Thursday 1 July 2010

Back to the litter pit

In many ways it's depressing visiting this pit, it's out of the way, well naturalised, but neglected. It also holds carp so anglers visit it. I won't tar them all with the same brush, the ones I have spoken to despise the duck-shooting, fire-lighting litter-louts too. There is a faction that insists on leaving cans, bottles, bags and more behind. It's such a shame as the place is everything a nature reserve would be if I had my way - unmanaged with no hard paths, just tracks that people have beaten out over time that follow the contours of the land and are overgrown in places.

As soon as I arrived there were chasers and emperors to be seen, then damsels. Reed warblers were being as noisy as reed warblers can. I walked through a clump of birches that had obviously been planted by the landowner, whoever that is, to find a burnt mess of a bed that looked as if it had been used as a barbecue. Yet feet away there were dragonflies and warblers.


Round the corner in a bay choked with Canadian pondweed carp were basking and chasers chasing over the surface. A large dragonfly came and checked me out, but I couldn't get a shot of it nor a positive ID. On the other side of the bay rudd were swirling in gaps in the weed. Then the sun went in and the dragonflies disappeared.
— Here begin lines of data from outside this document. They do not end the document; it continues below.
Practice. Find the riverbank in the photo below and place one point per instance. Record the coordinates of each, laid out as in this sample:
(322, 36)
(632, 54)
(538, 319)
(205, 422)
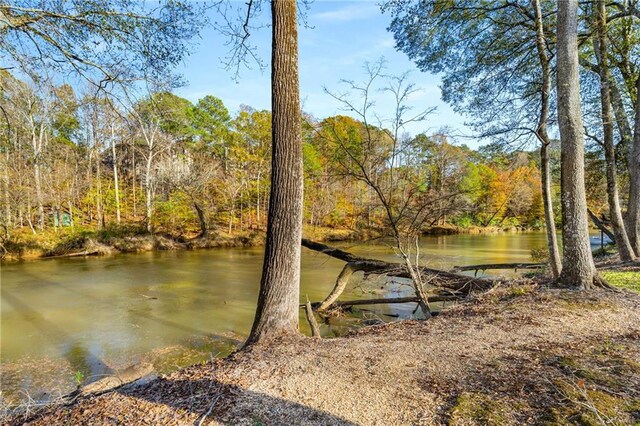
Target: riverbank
(519, 354)
(72, 242)
(87, 242)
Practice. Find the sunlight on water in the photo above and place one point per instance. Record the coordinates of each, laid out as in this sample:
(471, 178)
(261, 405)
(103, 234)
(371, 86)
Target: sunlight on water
(95, 315)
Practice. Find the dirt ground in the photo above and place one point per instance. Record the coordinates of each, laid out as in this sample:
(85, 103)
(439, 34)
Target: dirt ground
(519, 354)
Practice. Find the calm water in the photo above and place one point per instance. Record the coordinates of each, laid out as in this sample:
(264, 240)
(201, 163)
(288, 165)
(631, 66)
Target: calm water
(63, 317)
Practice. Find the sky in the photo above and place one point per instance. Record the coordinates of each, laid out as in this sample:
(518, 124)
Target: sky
(339, 38)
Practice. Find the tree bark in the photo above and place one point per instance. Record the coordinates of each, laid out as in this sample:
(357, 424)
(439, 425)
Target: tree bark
(633, 212)
(578, 269)
(613, 198)
(541, 132)
(277, 312)
(116, 185)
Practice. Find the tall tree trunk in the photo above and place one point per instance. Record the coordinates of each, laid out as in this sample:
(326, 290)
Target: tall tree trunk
(148, 192)
(116, 185)
(277, 312)
(633, 212)
(622, 240)
(204, 231)
(578, 269)
(99, 207)
(541, 132)
(7, 193)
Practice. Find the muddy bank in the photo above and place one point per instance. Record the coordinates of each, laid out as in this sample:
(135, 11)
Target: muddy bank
(101, 243)
(519, 354)
(453, 230)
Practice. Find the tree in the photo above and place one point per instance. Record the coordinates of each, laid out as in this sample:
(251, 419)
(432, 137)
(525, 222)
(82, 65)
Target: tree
(578, 269)
(601, 47)
(100, 40)
(496, 61)
(277, 312)
(375, 157)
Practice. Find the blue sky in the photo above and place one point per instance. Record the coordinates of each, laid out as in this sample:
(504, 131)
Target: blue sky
(341, 36)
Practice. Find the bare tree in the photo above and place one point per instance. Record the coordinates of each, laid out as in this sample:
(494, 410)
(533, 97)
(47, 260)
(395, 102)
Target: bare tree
(543, 136)
(376, 162)
(578, 269)
(601, 47)
(277, 312)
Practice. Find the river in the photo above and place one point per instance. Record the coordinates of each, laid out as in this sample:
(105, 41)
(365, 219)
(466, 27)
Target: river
(72, 319)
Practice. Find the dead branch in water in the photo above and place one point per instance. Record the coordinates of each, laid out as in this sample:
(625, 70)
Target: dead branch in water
(458, 283)
(484, 267)
(315, 330)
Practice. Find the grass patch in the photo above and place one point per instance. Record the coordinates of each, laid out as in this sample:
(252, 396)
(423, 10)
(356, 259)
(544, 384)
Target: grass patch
(477, 408)
(623, 279)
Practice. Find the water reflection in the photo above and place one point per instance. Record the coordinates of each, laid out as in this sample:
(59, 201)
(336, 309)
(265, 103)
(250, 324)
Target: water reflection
(96, 314)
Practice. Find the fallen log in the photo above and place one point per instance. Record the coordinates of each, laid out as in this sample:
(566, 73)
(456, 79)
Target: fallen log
(410, 299)
(315, 330)
(454, 282)
(484, 267)
(77, 254)
(128, 376)
(433, 277)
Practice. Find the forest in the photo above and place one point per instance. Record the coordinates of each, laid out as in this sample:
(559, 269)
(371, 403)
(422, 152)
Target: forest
(360, 271)
(169, 166)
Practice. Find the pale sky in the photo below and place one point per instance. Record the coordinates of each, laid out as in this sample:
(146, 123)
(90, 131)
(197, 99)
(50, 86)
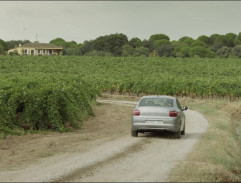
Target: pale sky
(87, 20)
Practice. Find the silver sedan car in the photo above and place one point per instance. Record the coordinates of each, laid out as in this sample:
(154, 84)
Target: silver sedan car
(158, 113)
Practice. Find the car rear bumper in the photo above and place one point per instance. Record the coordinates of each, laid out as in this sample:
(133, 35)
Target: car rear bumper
(170, 124)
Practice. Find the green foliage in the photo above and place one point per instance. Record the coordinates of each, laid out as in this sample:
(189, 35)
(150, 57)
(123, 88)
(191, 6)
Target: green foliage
(202, 52)
(40, 100)
(224, 52)
(204, 39)
(237, 51)
(156, 37)
(128, 50)
(48, 92)
(135, 42)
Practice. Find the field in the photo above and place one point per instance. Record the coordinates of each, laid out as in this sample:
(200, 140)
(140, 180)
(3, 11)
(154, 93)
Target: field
(39, 93)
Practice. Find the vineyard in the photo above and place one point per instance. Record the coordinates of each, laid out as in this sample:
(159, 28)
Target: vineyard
(56, 92)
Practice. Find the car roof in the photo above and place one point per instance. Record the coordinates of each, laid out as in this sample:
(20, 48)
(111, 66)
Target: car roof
(158, 96)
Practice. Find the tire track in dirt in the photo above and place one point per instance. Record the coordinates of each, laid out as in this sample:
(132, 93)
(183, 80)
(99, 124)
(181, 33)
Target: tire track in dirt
(149, 157)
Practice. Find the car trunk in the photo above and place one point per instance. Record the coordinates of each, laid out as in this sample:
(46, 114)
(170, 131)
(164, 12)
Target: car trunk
(155, 112)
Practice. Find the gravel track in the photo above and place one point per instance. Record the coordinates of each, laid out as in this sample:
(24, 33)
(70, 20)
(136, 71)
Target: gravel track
(149, 157)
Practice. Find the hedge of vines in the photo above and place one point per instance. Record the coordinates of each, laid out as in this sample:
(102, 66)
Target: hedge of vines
(48, 92)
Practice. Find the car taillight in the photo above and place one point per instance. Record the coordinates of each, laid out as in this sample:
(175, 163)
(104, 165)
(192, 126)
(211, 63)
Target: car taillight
(173, 113)
(136, 113)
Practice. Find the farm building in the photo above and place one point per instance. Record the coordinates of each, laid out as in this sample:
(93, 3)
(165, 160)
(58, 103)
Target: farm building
(37, 48)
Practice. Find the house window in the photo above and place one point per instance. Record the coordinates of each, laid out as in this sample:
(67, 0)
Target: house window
(25, 52)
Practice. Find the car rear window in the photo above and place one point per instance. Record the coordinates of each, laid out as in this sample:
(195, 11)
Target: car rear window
(160, 102)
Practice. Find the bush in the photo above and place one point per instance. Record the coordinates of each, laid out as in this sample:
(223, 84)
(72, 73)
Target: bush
(237, 51)
(44, 102)
(224, 52)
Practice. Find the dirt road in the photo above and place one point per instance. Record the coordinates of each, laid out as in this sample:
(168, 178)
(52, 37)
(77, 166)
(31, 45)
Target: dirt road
(115, 156)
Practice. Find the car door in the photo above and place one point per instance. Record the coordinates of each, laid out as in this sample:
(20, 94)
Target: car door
(182, 114)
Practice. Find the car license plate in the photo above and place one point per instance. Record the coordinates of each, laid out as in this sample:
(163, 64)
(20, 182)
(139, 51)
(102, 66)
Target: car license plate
(154, 122)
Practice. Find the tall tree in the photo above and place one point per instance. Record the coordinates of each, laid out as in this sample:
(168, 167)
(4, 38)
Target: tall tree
(158, 37)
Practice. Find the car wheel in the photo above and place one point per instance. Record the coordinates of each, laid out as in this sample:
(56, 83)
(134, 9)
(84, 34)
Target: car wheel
(178, 134)
(183, 131)
(134, 133)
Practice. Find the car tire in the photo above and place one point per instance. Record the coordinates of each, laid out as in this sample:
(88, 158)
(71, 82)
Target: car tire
(178, 134)
(134, 133)
(183, 131)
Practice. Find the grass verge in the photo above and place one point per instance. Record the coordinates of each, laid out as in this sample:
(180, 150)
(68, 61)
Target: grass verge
(217, 156)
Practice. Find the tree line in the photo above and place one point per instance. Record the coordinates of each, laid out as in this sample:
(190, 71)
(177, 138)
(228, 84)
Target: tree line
(159, 45)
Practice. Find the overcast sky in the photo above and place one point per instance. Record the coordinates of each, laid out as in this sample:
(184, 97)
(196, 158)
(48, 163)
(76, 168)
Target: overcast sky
(86, 20)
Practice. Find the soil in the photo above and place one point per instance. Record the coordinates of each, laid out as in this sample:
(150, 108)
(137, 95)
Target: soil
(102, 150)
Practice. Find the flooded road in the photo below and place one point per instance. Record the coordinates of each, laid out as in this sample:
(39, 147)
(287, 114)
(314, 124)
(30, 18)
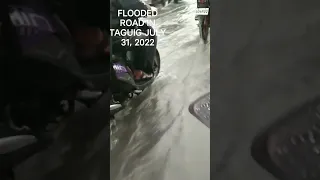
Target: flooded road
(157, 137)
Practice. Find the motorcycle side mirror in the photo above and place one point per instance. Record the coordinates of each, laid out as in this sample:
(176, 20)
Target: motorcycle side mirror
(201, 109)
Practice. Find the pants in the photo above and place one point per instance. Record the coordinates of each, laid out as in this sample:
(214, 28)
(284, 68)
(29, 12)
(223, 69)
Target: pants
(143, 56)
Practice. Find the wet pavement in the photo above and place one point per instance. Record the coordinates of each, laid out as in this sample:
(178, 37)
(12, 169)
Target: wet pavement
(157, 137)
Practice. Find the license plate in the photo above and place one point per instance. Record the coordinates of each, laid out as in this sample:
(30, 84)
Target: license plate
(202, 11)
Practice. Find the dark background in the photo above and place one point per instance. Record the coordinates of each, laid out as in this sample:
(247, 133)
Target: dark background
(265, 61)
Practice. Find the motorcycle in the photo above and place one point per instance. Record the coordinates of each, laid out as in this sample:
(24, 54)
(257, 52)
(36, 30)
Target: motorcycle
(203, 17)
(200, 108)
(123, 83)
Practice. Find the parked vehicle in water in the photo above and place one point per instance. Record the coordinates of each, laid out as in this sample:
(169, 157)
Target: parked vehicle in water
(203, 17)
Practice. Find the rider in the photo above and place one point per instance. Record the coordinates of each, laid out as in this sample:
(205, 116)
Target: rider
(143, 56)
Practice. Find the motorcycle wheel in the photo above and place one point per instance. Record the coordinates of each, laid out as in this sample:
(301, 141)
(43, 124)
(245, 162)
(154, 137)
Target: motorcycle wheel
(204, 29)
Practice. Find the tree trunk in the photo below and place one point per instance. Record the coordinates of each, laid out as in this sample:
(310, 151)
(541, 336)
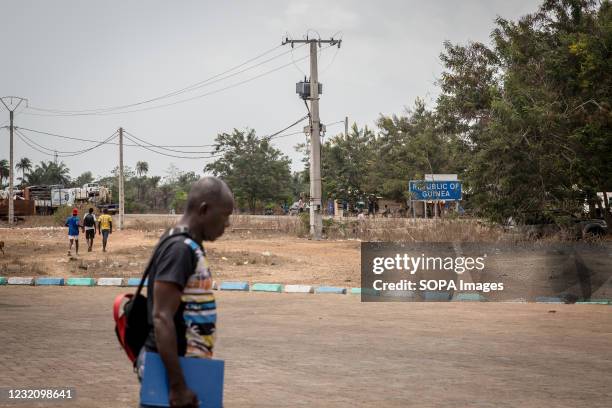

Bordering the pit, beyond the dense reedbeds, is a wild meadow filled with vetch, trefoil and other colourful plants. This harbours butterflies and moths in abundance. Skippers were spotted and burnet moths. And by the edge of a small pit, not much more than a scrape in the ground but one that holds fish, a common blue was briefly seen. Just for long enough to get a ropey photo with the wrong settings before I put the flash on the camera. I didn't see it again... The blue was perched on a mares-tail, which is prolific round the small pit and the two ponds which are mere wet depressions that are drying out in the current heatwave.


On the other side of the big pit is another, smaller, one which is rapidly losing the open water as reeds encroach from the margins. In the land around this pit I managed to photograph a burnet moth and a small skipper. One of these days I'll have to spend more time at this place, not least to see if I can get some good shots of the many reed buntings that inhabit the area. If only it wasn't quite so accessible and litter-strewn it would be truly idyllic. Of course, if it was well managed and the lowlife excluded from it I'm sure it would end up becoming manicured like so many 'proper' nature reserves. Sometimes you can't win.